Produtores rurais estão apreensivos com a chegada do “Abril Vermelho” – mês em que o Movimento dos Trabalhadores Rurais Sem Terra (MST) costuma promover uma série de invasões de terra – e se preparam para reagir a essas ações. Diante disso, os produtores criaram um grupo chamado Invasão Zero e organizam uma campanha para tentar evitar a atuação dos sem-terra: o “Abril Amarelo”.
No ano em que o MST completa 40 anos, existe a preocupação de que essas ações sejam intensificadas durante o mês de abril de 2024. A programação oficial do MST ainda não foi divulgada, mas líderes do movimento já afirmaram que haverá “luta e mobilizações” em defesa da reforma agrária.
Por outro lado, o movimento de produtores rurais Invasão Zero defende o direito de propriedade e faz um alerta com o propósito de evitar essas invasões. Por meio de quatro orientações básicas, a campanha prioriza a comunicação com autoridades policiais e a montagem de acampamentos de produtores para evitar as invasões.
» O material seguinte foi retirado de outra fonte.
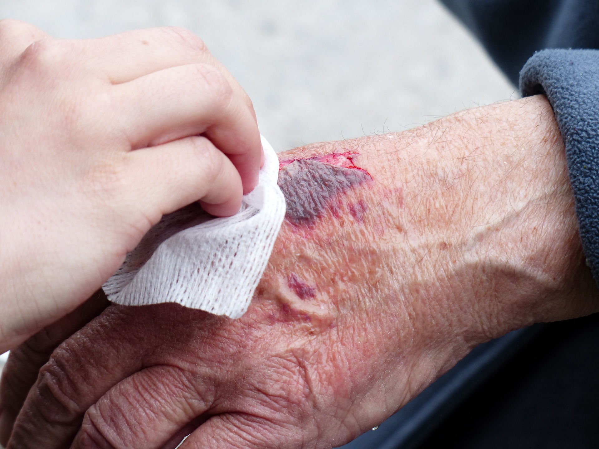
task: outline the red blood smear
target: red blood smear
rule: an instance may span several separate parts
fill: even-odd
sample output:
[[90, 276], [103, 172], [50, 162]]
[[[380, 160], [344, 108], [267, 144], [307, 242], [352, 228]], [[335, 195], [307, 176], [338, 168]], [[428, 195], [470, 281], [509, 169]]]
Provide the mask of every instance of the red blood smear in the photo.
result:
[[311, 157], [296, 157], [294, 159], [287, 159], [286, 160], [279, 161], [279, 169], [280, 170], [286, 165], [289, 165], [290, 163], [295, 162], [296, 160], [305, 159], [307, 160], [316, 160], [317, 162], [328, 163], [330, 165], [336, 165], [338, 167], [343, 167], [344, 168], [350, 168], [353, 170], [359, 170], [360, 171], [364, 172], [367, 174], [371, 179], [372, 177], [370, 176], [370, 173], [366, 171], [364, 169], [360, 168], [353, 163], [354, 156], [359, 156], [359, 153], [356, 153], [355, 151], [346, 151], [345, 153], [331, 153], [331, 154], [325, 154], [324, 156], [314, 156]]
[[300, 299], [316, 296], [316, 289], [301, 280], [295, 273], [290, 273], [287, 277], [287, 285], [295, 292]]

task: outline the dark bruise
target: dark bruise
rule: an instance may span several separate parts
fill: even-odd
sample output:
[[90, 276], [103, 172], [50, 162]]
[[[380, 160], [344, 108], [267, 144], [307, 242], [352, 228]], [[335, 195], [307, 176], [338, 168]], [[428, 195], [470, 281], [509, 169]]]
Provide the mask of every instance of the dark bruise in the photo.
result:
[[300, 299], [316, 296], [316, 289], [301, 280], [295, 273], [290, 273], [287, 277], [287, 285], [295, 292]]
[[357, 168], [314, 159], [294, 160], [279, 172], [279, 186], [287, 203], [285, 218], [297, 226], [311, 226], [332, 207], [336, 197], [371, 180], [368, 172]]

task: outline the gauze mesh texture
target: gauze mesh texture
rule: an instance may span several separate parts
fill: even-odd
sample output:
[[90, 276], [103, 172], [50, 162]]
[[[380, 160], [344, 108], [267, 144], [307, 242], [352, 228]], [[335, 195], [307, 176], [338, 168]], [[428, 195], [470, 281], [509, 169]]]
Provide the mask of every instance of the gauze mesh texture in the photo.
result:
[[260, 180], [240, 211], [214, 218], [195, 204], [165, 216], [102, 286], [111, 301], [176, 302], [231, 318], [245, 313], [285, 214], [279, 158], [262, 142]]

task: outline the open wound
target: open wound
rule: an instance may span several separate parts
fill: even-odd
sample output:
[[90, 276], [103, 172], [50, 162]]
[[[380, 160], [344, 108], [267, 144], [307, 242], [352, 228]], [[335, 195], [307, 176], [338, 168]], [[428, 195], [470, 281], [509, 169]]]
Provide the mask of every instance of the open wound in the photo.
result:
[[[296, 226], [311, 226], [325, 211], [334, 208], [340, 195], [372, 181], [366, 170], [353, 163], [359, 154], [334, 153], [280, 161], [279, 186], [287, 203], [285, 218]], [[363, 211], [354, 213], [359, 215]]]

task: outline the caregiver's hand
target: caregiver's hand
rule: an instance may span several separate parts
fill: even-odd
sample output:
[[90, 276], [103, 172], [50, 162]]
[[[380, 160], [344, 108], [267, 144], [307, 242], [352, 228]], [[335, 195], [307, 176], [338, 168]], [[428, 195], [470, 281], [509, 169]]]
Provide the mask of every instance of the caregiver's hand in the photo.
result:
[[191, 33], [0, 22], [0, 352], [97, 290], [162, 214], [235, 213], [261, 156], [251, 102]]
[[192, 432], [184, 449], [328, 448], [481, 342], [599, 308], [542, 97], [281, 157], [288, 214], [248, 313], [110, 307], [31, 391], [38, 365], [11, 353], [9, 448], [172, 449]]

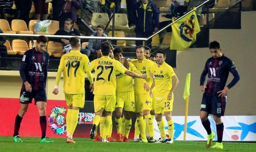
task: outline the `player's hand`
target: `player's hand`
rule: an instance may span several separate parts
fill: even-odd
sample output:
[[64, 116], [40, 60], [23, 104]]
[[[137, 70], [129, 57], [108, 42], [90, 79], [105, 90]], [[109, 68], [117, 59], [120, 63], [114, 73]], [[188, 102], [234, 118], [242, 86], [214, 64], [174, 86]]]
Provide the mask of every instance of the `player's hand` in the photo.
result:
[[207, 87], [206, 87], [206, 86], [204, 86], [204, 85], [200, 86], [200, 90], [201, 90], [203, 92], [204, 92], [204, 91], [205, 90], [205, 88], [206, 88]]
[[58, 89], [54, 88], [52, 91], [52, 94], [55, 95], [59, 94], [59, 90], [58, 90]]
[[153, 98], [154, 96], [154, 94], [153, 93], [153, 89], [150, 89], [150, 94], [151, 98]]
[[25, 85], [26, 90], [28, 92], [31, 92], [32, 91], [32, 87], [31, 85], [30, 85], [28, 81], [24, 82], [24, 84]]
[[91, 89], [90, 91], [91, 92], [93, 92], [93, 90], [94, 90], [94, 85], [93, 84], [90, 84], [90, 89]]
[[124, 67], [126, 68], [127, 69], [129, 70], [129, 61], [128, 61], [128, 60], [124, 60]]
[[148, 78], [148, 75], [146, 74], [142, 75], [142, 79], [146, 79]]
[[146, 91], [148, 92], [148, 91], [149, 91], [150, 88], [149, 86], [148, 86], [148, 83], [144, 83], [143, 87], [144, 87], [144, 90], [146, 90]]
[[228, 87], [225, 87], [223, 90], [217, 92], [217, 93], [220, 93], [219, 95], [219, 96], [221, 96], [221, 98], [224, 98], [227, 94], [227, 93], [228, 93], [229, 90]]
[[167, 96], [167, 100], [170, 101], [172, 98], [172, 91], [170, 91]]

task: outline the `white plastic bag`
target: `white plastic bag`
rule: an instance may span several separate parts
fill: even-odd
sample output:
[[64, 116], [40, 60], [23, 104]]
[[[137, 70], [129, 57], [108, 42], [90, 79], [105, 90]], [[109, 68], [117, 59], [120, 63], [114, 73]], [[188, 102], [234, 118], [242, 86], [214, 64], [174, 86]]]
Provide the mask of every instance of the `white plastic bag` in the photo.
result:
[[48, 32], [48, 27], [51, 24], [52, 21], [45, 20], [37, 23], [35, 26], [35, 32]]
Enquanto isso, projetos de lei com o intuito de enfraquecer a atuação do MST seguem sem avanços no Congresso Nacional. Apesar do empenho da bancada do agro, após uma Comissão Parlamentar de Inquérito (CPI) investigar o MST em 2023, ainda não houve votações das propostas que integram o chamado “Pacote Invasão Zero”.
“Quem não fizer luta está fora da lei”, afirma dirigente do MST sobre o “Abril Vermelho”
O “Abril Vermelho” teve origem no Massacre de Eldorado dos Carajás, ocorrido em abril de 1996, que resultou na morte de 19 sem-terra no Pará. Após essa data, o MST passou a relembrar o fato e “celebrar” o mês de abril como um mês de luta, mobilizando a militância e promovendo uma série de ações, dentre elas, as invasões de terra. Além disso, a partir de 2002, o dia 17 de abril, foi instituído como o dia nacional de luta pela reforma agrária.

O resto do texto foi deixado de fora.